Stock Market

2 Big Tech Stocks Just Announced Stock Splits. Here’s What You Need to Know.


Both companies’ full share prices are about to become more accessible to investors.

The first 10 months of 2025 have been rather quiet when it comes to stock splits, but we’re starting to see more activity. In fact, so far in the third-quarter earnings season, we’ve seen two major stock split announcements from major tech companies.

With that in mind, here’s a rundown of the details surrounding both of the high-profile splits we recently learned about, as well as what investors need to know both before and after a stock split goes into effect.

AI software demand has led to a high stock price

First came ServiceNow (NOW 1.79%). Along with excellent third-quarter earnings results, ServiceNow also announced a five-for-one stock split.

The enterprise software company has been a major beneficiary of the AI boom and saw its already impressive revenue grow by 22% year-over-year. The company increased full-year guidance, and management said that the contract value of the company’s AI business is expected to nearly double in 2026.

On the bottom line, net income grew by about 16%, and the company’s remaining performance obligations stood at about $11.4 billion — representing nearly a year’s worth of revenue.

As mentioned, the board of directors approved a five-for-one stock split. ServiceNow has a stock price of nearly $950 as of this writing, and the split is specifically intended to make the stock more accessible to retail investors. The timing of the split is a little uncertain, as it is contingent on getting shareholder approval at a special meeting on Dec. 5.

The streaming giant is finally splitting its stock

As one of only 10companies in the S&P 500 with a share price over $1,000, many investors had expected Netflix (NFLX +2.79%) to split its shares at some point. Well, that point has arrived.

Unlike ServiceNow, Netflix didn’t announce the split along with its earnings report but waited a little over a week after its third quarter results were announced.

To be sure, Netflix missed earnings and the stock fell. Revenue met expectations but earnings fell short due to a one-time (unexpected) foreign tax expense. As a result, Netflix lowered its operating margin guidance for the year. Another potentially negative issue is that while management said that ad revenue will more than double this year, no actual figures were given.

It’s also important to note that this isn’t waiting for any type of shareholder approval. Shareholders of record as of Nov. 10 will get nine additional shares for every share they currently hold, and the new shares will arrive in their account on Nov. 14 (presumably after the close).
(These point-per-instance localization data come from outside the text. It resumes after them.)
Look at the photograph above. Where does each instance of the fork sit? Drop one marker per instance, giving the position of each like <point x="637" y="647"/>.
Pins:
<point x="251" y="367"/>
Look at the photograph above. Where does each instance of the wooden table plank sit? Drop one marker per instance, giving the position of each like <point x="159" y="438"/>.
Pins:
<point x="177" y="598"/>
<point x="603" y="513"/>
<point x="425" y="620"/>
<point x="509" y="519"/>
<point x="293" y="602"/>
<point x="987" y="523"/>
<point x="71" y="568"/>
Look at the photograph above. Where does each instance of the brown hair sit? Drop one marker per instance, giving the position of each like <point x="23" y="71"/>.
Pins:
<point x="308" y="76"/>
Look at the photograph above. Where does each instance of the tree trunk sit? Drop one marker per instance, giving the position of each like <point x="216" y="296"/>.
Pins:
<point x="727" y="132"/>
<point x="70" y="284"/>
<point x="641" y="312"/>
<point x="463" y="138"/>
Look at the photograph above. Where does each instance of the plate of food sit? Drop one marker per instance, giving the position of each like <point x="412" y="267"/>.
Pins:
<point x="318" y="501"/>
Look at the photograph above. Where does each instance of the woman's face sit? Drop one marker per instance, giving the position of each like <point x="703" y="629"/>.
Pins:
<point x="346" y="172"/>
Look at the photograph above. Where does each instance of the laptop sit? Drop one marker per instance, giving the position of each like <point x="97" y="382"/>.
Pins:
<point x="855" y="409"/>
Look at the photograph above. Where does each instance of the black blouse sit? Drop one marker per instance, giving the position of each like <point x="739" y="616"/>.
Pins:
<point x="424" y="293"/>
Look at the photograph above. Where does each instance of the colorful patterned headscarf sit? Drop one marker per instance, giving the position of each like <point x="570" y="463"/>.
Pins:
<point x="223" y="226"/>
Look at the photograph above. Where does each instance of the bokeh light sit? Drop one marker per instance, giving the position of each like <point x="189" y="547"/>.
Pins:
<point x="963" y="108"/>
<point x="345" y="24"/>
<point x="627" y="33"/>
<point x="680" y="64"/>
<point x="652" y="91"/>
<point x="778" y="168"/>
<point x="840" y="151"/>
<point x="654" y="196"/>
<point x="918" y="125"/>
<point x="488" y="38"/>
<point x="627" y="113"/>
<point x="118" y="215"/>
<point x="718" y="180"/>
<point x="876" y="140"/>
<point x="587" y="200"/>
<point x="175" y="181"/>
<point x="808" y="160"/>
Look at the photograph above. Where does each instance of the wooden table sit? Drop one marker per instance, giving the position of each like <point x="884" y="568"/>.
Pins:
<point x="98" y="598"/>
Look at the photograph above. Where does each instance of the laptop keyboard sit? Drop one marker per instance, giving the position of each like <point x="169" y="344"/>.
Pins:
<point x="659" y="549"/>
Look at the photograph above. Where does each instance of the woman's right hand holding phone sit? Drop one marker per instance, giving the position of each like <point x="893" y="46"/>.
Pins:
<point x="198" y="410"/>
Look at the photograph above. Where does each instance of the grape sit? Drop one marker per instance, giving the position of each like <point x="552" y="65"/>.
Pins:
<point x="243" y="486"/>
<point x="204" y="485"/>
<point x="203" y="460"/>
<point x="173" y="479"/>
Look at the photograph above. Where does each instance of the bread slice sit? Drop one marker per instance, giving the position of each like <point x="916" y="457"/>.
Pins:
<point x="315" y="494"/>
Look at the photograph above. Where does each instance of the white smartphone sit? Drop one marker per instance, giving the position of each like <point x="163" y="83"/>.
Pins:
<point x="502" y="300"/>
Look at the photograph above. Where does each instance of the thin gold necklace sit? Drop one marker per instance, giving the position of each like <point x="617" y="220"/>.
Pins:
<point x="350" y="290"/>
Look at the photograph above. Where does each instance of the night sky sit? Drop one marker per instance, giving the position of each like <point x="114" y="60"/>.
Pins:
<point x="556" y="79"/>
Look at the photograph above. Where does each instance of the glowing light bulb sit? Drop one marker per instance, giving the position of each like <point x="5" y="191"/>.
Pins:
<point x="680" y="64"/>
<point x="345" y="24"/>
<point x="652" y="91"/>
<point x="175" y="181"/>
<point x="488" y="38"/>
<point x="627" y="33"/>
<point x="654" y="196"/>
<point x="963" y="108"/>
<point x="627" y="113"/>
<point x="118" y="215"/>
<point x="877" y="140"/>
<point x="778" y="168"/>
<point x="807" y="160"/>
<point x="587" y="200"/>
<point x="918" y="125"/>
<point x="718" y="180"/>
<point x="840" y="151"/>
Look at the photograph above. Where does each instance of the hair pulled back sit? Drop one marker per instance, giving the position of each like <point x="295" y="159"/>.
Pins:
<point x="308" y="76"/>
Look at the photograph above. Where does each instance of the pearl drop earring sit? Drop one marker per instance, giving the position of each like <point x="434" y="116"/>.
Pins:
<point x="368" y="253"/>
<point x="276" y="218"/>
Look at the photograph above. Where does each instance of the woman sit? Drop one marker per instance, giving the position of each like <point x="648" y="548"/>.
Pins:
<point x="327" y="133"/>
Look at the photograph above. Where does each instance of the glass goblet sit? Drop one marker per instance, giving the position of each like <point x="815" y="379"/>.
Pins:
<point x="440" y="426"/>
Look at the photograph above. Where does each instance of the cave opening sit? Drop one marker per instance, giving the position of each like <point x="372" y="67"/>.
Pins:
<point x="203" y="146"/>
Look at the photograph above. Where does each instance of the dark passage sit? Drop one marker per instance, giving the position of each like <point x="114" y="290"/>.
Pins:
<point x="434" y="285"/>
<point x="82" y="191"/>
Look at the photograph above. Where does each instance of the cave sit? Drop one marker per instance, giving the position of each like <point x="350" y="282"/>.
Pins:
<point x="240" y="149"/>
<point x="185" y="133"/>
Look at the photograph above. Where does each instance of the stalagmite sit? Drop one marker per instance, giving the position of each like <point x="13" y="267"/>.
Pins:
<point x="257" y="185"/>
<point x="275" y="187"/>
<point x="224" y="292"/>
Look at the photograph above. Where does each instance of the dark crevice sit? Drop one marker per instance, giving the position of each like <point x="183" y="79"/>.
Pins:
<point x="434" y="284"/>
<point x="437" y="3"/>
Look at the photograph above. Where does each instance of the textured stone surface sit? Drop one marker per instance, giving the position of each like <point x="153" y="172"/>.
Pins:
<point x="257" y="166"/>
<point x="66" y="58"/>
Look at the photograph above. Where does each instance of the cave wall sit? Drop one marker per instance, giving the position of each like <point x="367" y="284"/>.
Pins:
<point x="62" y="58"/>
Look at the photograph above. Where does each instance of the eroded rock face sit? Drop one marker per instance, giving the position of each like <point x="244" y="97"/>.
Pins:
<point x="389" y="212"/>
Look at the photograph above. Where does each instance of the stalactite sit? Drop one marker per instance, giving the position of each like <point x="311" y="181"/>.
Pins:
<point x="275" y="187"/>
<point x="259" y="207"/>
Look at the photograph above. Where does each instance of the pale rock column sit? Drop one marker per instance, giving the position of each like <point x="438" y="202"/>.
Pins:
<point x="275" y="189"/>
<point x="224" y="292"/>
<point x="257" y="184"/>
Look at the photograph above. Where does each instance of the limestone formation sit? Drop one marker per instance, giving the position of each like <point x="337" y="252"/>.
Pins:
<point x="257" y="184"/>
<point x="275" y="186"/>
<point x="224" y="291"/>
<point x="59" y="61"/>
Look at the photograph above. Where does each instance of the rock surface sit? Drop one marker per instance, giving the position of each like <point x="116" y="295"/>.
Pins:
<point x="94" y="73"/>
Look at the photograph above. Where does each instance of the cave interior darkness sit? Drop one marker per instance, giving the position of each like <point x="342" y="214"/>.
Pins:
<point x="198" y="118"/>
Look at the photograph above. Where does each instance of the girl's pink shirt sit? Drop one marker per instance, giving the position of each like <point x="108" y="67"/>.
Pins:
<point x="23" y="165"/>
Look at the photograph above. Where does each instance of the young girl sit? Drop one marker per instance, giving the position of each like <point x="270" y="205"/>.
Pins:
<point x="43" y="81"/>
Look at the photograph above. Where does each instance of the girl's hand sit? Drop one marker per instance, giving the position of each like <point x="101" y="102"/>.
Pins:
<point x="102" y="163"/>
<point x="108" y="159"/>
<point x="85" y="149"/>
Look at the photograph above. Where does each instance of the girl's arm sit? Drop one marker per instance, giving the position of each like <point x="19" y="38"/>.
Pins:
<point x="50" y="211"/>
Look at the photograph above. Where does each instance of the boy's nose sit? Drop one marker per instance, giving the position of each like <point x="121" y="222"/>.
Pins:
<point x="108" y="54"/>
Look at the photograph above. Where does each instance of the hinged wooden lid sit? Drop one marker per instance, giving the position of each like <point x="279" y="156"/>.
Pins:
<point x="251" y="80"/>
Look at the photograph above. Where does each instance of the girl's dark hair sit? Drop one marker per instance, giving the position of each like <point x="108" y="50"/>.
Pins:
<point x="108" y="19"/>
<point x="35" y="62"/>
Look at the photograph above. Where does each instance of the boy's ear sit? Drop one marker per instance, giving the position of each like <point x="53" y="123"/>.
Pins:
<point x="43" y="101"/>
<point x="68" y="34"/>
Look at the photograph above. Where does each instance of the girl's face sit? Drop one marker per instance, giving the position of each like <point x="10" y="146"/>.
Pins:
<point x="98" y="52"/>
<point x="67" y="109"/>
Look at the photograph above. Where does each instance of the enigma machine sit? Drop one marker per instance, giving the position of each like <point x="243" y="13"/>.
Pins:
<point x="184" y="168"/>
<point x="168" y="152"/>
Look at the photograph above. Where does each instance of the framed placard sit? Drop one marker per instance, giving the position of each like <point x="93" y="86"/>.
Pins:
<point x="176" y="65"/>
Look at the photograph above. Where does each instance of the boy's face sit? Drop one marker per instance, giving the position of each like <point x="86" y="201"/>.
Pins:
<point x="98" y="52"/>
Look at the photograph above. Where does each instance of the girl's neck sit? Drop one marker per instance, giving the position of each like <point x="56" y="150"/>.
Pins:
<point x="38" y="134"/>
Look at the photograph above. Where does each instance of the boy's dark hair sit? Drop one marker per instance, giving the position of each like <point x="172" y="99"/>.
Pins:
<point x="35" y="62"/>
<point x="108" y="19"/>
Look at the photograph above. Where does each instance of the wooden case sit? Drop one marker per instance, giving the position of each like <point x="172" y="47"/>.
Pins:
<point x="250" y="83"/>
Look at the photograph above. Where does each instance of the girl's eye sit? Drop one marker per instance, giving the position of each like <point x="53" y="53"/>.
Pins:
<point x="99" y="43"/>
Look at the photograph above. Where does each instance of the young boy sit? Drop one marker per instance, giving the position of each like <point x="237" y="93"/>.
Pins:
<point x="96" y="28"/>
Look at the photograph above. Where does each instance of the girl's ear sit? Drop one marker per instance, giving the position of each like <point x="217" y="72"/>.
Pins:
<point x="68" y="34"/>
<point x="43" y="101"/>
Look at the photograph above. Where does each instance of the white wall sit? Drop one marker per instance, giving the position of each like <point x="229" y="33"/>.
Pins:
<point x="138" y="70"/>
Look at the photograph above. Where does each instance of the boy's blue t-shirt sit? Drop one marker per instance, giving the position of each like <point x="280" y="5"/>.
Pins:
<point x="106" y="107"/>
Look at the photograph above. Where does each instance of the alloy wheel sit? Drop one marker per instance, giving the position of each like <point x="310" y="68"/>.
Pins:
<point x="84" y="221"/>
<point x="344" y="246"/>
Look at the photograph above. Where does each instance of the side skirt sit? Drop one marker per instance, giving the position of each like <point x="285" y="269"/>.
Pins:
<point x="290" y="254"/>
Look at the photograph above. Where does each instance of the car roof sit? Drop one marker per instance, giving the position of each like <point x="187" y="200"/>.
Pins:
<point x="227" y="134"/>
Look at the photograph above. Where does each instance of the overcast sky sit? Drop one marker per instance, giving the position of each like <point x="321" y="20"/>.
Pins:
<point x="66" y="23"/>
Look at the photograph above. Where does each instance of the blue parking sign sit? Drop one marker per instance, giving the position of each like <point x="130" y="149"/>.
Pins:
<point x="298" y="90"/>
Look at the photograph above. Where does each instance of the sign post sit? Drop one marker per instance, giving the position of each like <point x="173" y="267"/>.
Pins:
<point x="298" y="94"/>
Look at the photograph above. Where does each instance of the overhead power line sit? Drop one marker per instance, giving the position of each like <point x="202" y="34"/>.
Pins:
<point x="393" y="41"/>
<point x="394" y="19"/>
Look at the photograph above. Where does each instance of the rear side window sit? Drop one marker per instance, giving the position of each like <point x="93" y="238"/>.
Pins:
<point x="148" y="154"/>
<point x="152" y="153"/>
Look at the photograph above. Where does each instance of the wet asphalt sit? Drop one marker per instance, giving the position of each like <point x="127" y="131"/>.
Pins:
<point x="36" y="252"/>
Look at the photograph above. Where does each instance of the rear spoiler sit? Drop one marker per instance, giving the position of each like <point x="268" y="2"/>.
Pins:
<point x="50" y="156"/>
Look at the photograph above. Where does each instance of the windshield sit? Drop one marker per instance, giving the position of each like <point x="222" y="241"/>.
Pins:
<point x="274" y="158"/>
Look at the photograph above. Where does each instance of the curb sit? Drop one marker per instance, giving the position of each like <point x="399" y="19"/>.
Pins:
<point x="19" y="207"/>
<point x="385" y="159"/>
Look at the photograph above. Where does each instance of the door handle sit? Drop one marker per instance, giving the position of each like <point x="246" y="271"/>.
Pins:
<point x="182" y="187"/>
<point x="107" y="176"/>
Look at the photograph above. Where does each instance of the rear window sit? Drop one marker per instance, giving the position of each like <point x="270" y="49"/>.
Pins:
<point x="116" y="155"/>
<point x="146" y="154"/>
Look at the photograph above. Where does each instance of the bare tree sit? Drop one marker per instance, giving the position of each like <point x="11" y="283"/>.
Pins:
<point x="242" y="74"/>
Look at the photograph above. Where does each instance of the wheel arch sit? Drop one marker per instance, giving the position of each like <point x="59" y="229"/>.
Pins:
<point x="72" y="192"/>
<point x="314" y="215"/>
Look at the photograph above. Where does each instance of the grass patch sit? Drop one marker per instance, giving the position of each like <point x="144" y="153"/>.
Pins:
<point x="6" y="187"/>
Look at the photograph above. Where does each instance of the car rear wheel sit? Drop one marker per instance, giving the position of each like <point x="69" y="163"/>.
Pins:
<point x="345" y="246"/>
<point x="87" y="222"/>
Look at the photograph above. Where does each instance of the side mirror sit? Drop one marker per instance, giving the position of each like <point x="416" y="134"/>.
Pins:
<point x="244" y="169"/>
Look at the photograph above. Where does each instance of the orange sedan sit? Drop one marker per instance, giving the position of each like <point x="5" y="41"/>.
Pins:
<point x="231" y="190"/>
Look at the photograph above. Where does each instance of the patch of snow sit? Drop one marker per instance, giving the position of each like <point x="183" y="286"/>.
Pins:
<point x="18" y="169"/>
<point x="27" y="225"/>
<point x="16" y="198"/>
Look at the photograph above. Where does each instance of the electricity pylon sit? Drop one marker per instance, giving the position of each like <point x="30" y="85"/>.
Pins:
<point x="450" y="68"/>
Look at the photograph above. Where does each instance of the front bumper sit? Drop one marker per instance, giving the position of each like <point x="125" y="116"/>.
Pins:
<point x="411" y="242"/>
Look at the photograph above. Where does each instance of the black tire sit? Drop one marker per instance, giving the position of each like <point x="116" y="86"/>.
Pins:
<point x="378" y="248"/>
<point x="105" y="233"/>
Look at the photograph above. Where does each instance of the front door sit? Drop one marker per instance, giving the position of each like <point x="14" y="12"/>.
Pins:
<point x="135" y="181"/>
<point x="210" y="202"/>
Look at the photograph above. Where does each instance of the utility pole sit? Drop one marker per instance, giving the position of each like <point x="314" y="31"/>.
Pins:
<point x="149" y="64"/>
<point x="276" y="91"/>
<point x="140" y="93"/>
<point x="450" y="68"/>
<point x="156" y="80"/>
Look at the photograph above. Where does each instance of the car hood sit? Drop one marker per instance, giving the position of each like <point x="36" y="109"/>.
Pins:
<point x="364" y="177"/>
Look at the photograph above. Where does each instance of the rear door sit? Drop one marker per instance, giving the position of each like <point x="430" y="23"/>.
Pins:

Netflix will begin trading at the split-adjusted price on Nov. 17.

As is the case with most stock splits, Netflix also made the change in order to make its shares more accessible, particularly to employees who participate in Netflix’s stock option program. This is Netflix’s third stock split, with previous splits completed in 2004 and 2015.

What does it mean to investors?

It’s important to realize that a stock split doesn’t fundamentally affect your investment. If you own shares of ServiceNow or Netflix prior to their respective splits, you’ll still have the same equity in the business — you’ll just own more shares that each represent a smaller percentage of the company.

If you don’t already own these stocks, it only makes a real difference if you use a broker that doesn’t offer fractional shares. In this case, it could certainly make the shares more accessible.

The bottom line is that a stock split usually happens when things have generally gone well for a business and therefore has pushed the share price to a high level. But it’s important for investors to realize that it doesn’t change anything about the business or your level of ownership.